I have a database with a huge table, that gathers the ranking history of mobile applications. The table is quite big, around 120 Go. In order for my DB queries not to be too slow, I implemented several materialized views. One of these materialized calculates the average rankings of apps over the last 30 days. It is refreshed everyday.
I now want to be able to tell at any point in time what that average was on a particular date. I.e, to have an history of averages.
Would it make sense to add the results of my materialized view everyday to a table ? Or should I partition that big table and do it another way ?

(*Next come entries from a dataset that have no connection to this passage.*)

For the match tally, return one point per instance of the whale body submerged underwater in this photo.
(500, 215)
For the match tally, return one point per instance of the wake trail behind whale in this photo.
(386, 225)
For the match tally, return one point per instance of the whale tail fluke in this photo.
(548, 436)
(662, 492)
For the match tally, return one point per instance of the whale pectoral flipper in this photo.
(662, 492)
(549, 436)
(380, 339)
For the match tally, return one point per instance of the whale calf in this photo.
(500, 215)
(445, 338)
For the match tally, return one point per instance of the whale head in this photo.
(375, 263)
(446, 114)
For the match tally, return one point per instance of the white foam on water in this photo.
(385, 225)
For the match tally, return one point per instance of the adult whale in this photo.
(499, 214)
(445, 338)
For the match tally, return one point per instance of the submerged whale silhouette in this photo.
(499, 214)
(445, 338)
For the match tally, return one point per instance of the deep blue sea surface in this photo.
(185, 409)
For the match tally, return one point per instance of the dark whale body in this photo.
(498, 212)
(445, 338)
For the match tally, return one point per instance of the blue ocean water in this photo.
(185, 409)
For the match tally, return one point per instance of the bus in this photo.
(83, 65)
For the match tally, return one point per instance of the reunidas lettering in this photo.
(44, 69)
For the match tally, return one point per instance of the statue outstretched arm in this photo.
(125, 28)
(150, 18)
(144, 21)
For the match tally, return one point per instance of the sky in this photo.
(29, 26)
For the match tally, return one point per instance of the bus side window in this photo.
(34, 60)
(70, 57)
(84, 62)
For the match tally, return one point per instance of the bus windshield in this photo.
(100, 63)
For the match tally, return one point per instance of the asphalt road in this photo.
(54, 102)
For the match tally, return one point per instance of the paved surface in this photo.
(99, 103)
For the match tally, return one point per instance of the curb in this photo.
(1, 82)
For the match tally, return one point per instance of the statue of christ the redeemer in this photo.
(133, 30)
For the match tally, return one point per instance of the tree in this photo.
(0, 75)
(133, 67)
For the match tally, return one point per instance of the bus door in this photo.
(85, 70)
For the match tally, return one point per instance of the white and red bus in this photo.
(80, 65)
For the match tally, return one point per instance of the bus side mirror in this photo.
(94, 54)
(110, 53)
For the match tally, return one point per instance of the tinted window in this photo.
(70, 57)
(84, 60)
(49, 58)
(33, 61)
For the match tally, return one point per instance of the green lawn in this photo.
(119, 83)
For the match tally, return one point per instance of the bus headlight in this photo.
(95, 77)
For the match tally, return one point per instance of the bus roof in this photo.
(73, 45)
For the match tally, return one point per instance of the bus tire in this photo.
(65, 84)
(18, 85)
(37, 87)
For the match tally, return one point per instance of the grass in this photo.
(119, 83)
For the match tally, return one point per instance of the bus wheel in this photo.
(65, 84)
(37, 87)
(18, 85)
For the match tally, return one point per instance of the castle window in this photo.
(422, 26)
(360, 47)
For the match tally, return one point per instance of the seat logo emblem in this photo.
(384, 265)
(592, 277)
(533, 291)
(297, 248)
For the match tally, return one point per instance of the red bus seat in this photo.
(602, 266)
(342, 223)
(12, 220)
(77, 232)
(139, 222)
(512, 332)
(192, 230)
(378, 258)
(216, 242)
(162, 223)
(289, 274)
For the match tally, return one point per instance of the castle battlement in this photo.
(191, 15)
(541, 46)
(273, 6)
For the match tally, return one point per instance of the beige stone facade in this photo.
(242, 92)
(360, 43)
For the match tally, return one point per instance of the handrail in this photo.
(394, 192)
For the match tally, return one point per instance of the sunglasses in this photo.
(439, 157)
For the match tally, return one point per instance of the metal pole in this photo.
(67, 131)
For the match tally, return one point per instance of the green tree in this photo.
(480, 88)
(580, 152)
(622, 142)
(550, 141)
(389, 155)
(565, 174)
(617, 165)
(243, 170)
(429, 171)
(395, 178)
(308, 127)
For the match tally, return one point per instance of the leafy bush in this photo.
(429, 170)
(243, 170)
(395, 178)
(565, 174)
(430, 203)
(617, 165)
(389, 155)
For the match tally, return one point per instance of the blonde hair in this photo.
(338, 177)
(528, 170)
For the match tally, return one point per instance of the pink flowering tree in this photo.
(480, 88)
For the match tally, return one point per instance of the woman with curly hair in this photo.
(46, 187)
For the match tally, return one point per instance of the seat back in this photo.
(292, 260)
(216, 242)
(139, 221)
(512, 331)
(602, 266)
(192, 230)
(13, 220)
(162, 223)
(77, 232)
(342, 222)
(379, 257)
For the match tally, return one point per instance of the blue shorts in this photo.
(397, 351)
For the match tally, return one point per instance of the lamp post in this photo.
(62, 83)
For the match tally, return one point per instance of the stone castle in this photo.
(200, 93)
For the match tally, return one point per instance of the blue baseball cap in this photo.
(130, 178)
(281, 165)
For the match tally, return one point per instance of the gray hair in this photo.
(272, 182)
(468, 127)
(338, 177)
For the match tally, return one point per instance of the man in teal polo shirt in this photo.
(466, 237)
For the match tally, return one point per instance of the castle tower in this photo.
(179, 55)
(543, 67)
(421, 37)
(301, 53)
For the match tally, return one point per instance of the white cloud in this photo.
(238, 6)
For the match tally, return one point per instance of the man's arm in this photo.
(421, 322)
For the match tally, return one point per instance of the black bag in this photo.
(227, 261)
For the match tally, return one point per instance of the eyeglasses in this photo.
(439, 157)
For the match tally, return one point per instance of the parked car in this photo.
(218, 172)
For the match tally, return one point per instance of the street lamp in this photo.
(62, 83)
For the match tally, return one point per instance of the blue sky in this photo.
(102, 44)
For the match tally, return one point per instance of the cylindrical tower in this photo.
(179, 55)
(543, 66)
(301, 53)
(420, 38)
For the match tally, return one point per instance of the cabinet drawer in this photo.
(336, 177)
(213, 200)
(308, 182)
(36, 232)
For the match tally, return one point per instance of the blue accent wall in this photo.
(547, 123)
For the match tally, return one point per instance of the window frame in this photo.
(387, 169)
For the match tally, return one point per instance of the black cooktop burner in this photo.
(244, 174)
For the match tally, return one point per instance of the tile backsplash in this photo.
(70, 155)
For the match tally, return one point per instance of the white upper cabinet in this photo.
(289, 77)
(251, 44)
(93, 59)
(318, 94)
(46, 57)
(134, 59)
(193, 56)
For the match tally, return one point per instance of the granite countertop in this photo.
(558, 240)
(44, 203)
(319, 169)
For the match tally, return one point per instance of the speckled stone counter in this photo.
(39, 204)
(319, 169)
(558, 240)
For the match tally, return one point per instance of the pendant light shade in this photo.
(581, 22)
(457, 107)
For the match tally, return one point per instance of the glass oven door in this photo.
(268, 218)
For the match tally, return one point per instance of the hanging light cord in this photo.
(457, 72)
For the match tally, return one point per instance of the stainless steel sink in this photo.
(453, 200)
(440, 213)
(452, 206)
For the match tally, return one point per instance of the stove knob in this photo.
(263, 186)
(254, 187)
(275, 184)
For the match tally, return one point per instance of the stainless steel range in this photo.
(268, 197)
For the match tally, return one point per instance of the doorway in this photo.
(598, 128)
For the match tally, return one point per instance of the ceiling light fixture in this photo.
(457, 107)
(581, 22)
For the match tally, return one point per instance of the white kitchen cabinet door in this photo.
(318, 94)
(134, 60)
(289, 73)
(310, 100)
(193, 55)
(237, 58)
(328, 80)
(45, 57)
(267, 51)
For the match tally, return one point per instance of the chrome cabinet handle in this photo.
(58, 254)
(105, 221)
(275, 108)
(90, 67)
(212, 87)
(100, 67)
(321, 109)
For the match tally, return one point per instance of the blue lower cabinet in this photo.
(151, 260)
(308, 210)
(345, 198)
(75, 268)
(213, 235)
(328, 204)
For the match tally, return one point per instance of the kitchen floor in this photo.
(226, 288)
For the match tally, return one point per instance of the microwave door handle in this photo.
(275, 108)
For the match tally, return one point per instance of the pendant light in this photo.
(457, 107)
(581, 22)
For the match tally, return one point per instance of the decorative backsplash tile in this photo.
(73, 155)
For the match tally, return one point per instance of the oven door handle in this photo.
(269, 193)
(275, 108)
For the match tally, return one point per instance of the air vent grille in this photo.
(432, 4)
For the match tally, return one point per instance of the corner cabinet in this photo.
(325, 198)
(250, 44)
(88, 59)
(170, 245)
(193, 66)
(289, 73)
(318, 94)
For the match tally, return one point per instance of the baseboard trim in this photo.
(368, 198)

Edit : Main table structure (738,681,765 rows)
+----+--------+---------+------+-------+---------------+------------+-------------+
| id | app_id | ranking | date | price | collection_id | country_id | category_id |
+----+--------+---------+------+-------+---------------+------------+-------------+
| 1 | 1426 | 30 | t1 | 0 | 12451 | 1658 | 2564 |
| 2 | 1427 | 15 | t2 | 0 | 23562 | 1485 | 3256 |
| 3 | 1428 | 22 | t3 | 0 | 14564 | 1320 | 4521 |
| 4 | 1429 | 11 | t4 | 0 | 12468 | 1578 | 5015 |
| 5 | 1430 | 10 | t5 | 0 | 18712 | 1100 | 6012 |
+----+--------+---------+------+-------+---------------+------------+-------------+
t1
,t2
? Is it a date or timestamp? How many days of history will you keep? How much history does it cover in 738,681,765 rows? Also, with big tables it is usually enough that indexes and dictionaries fit in RAM. So, your 32GB might be well enough - depending on application.